Hauptzollamt Darmstadt, Veterinäramt
Wann ist das Ereignis passiert?
Das Ereignis fand am vergangenen Donnerstag statt. Das genaue Datum wird nicht erwähnt.
Wo spielt die Handlung des Artikels?
Darmstadt, Rodgau, Frankfurt am Main, Italien
Worum geht es in einem Satz?
Bei einer Zollkontrolle nahe Rodgau wurden über 700 Kilogramm lebende Krebstiere in einem Sprinter ohne erforderliche Dokumente beschlagnahmt, weshalb ihre Weiterfahrt untersagt wurde und weitere Maßnahmen eingeleitet werden.

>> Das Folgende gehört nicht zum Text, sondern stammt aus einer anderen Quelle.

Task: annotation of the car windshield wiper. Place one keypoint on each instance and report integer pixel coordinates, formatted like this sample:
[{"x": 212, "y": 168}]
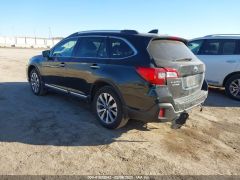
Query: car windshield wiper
[{"x": 183, "y": 59}]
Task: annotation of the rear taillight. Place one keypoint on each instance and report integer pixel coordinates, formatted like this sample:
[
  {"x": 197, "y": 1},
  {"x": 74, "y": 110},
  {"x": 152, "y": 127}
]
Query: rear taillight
[{"x": 157, "y": 76}]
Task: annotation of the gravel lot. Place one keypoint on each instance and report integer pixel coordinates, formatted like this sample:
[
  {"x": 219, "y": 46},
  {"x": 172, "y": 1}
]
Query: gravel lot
[{"x": 57, "y": 134}]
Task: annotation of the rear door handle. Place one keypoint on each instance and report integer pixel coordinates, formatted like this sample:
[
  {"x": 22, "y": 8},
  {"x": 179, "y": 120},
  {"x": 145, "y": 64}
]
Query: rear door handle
[
  {"x": 62, "y": 65},
  {"x": 95, "y": 66},
  {"x": 231, "y": 61}
]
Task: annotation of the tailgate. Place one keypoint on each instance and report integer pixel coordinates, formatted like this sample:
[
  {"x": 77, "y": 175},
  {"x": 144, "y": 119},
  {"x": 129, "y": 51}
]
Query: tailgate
[{"x": 175, "y": 54}]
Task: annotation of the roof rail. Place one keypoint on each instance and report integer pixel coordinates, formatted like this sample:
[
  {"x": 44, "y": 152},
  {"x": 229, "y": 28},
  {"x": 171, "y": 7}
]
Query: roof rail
[
  {"x": 212, "y": 35},
  {"x": 126, "y": 31},
  {"x": 154, "y": 31}
]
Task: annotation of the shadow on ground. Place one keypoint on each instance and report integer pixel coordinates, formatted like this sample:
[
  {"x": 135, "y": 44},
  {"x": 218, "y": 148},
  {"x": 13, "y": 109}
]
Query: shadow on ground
[
  {"x": 55, "y": 119},
  {"x": 62, "y": 120}
]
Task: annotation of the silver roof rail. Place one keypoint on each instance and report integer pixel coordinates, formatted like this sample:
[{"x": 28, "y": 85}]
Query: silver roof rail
[{"x": 212, "y": 35}]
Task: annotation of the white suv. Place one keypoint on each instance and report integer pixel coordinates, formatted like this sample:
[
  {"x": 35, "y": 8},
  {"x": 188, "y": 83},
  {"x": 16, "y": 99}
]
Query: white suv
[{"x": 221, "y": 54}]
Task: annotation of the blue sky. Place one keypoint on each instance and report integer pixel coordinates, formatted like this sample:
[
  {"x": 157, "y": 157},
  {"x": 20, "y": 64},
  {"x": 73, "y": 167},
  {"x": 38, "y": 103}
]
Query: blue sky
[{"x": 185, "y": 18}]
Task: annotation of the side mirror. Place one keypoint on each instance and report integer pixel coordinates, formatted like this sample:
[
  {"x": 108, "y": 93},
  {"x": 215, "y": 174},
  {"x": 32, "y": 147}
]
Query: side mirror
[{"x": 46, "y": 53}]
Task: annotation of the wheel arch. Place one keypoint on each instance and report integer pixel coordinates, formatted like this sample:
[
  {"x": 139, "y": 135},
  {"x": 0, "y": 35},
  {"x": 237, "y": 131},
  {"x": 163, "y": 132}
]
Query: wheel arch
[
  {"x": 101, "y": 83},
  {"x": 229, "y": 76}
]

Was war der Auslöser für den Vorfall?
- Routinekontrolle des Zolls
- Transport lebender Krebstiere
- Fahrzeug mit italienischer Zulassung
- Weg von Italien nach Frankfurt am Main
- Fehlende Dokumente (Lieferschein, Rechnung)

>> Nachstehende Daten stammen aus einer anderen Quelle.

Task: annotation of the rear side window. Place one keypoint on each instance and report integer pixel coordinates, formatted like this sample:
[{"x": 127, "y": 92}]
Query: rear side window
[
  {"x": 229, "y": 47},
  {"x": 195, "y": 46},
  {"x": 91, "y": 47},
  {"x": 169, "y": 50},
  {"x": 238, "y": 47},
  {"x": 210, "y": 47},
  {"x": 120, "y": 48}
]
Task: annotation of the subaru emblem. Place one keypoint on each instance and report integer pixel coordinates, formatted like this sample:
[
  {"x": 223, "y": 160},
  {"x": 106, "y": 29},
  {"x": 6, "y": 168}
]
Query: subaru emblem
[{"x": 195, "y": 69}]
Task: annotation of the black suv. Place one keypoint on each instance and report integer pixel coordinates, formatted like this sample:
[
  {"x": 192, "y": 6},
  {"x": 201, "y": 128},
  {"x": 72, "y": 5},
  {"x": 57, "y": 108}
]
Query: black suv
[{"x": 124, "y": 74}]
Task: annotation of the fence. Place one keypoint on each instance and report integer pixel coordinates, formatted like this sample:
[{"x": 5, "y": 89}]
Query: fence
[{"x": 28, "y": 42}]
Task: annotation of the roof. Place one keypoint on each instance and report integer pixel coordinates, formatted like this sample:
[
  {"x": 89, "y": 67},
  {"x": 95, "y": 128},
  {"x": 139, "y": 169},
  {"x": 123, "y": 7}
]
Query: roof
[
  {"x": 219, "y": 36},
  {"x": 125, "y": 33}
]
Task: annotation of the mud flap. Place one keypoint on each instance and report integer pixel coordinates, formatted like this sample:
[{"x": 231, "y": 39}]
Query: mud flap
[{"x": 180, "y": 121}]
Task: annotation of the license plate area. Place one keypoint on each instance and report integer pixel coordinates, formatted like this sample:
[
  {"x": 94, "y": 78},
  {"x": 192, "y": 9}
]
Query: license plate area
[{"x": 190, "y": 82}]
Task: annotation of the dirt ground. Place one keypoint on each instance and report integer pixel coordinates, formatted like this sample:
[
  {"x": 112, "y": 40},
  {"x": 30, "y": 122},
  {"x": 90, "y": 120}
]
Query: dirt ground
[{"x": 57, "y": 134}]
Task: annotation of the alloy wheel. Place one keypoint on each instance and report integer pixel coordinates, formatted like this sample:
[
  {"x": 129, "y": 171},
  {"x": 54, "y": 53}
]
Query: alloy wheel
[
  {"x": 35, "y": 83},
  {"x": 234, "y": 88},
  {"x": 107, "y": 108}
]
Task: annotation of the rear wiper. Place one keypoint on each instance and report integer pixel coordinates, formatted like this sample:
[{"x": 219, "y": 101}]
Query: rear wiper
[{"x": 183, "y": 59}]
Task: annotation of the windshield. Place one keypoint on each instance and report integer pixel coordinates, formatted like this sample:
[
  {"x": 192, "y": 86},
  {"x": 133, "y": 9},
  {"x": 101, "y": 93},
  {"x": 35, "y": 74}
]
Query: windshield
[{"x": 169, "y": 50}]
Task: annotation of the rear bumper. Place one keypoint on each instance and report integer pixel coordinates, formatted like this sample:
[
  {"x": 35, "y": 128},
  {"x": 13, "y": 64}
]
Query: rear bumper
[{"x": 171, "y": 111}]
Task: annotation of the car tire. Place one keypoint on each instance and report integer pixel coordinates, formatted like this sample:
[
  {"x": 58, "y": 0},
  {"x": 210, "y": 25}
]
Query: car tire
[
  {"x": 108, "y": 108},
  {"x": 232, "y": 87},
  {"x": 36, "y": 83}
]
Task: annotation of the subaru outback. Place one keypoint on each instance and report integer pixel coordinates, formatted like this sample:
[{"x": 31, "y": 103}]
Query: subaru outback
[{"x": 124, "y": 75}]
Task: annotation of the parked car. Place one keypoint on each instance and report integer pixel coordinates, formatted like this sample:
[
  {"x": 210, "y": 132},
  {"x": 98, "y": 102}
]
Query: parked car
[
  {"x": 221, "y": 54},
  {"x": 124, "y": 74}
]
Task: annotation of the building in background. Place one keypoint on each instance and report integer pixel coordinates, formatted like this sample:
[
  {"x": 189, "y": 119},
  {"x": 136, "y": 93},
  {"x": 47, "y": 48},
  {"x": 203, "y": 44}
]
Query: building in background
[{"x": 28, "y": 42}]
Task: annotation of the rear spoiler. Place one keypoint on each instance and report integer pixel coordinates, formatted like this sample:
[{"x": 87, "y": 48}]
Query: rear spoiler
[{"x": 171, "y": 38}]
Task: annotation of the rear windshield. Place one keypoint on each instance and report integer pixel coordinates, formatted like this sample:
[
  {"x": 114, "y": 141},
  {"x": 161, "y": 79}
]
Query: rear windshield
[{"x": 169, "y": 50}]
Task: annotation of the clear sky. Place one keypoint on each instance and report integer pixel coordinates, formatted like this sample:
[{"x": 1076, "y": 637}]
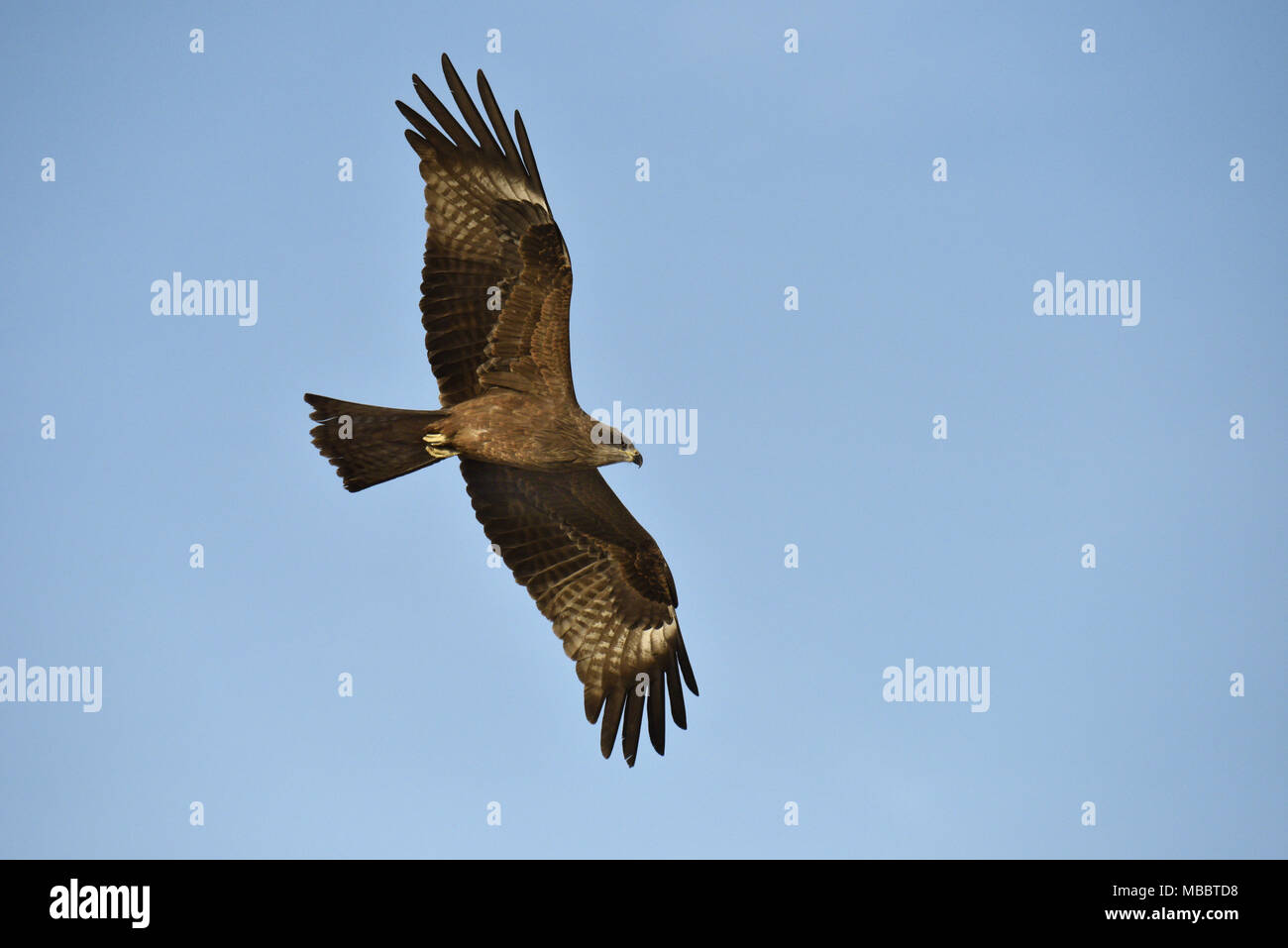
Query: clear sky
[{"x": 767, "y": 170}]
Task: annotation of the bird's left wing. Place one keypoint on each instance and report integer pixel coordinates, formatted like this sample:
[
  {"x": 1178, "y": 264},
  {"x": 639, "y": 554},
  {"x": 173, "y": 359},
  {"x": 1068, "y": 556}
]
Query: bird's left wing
[
  {"x": 603, "y": 582},
  {"x": 497, "y": 279}
]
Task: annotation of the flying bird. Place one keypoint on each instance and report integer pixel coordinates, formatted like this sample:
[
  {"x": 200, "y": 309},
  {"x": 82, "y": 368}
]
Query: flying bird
[{"x": 494, "y": 295}]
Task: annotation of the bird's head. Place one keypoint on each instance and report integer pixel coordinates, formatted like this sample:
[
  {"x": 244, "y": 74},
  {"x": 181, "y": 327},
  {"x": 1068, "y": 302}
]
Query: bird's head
[{"x": 609, "y": 446}]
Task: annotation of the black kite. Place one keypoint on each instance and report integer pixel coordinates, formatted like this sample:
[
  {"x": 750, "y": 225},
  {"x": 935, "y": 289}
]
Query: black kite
[{"x": 494, "y": 299}]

- Tiere eng zusammengepresst transportiert
- Einige Tiere bereits verendet
- Fehlende Nachweise zur Herkunft
- Fehlende tierseuchenrechtliche Unbedenklichkeit
- Einhaltung von EU- und nationalen Vorschriften
Wie hat die Öffentlichkeit oder Politik reagiert?
Im Artikel wird nicht beschrieben, wie die Politik, Öffentlichkeit oder Medien reagiert haben.
Welche Konsequenzen werden genannt?
- Beschlagnahmung der lebenden Krebstiere
- Weiterfahrt des Fahrzeugs wurde untersagt
- Vorhandensein von bereits verendeten Tieren
- Fehlende Dokumente wie Lieferschein und Rechnung
- Unterbindung der Auslieferung der Ware durch das Veterinäramt
- Einleitung weiterer Maßnahmen durch das Veterinäramt
- Betonung des Verbraucherschutzes und der Einhaltung veterinärrechtlicher Vorschriften
Gibt es bereits eine Stellungnahme?
Ja, im Artikel wird eine Stellungnahme des Hauptzollamts Darmstadt zitiert, in der betont wird, dass der Verbraucherschutz und die Einhaltung veterinärrechtlicher Vorschriften oberste Priorität haben.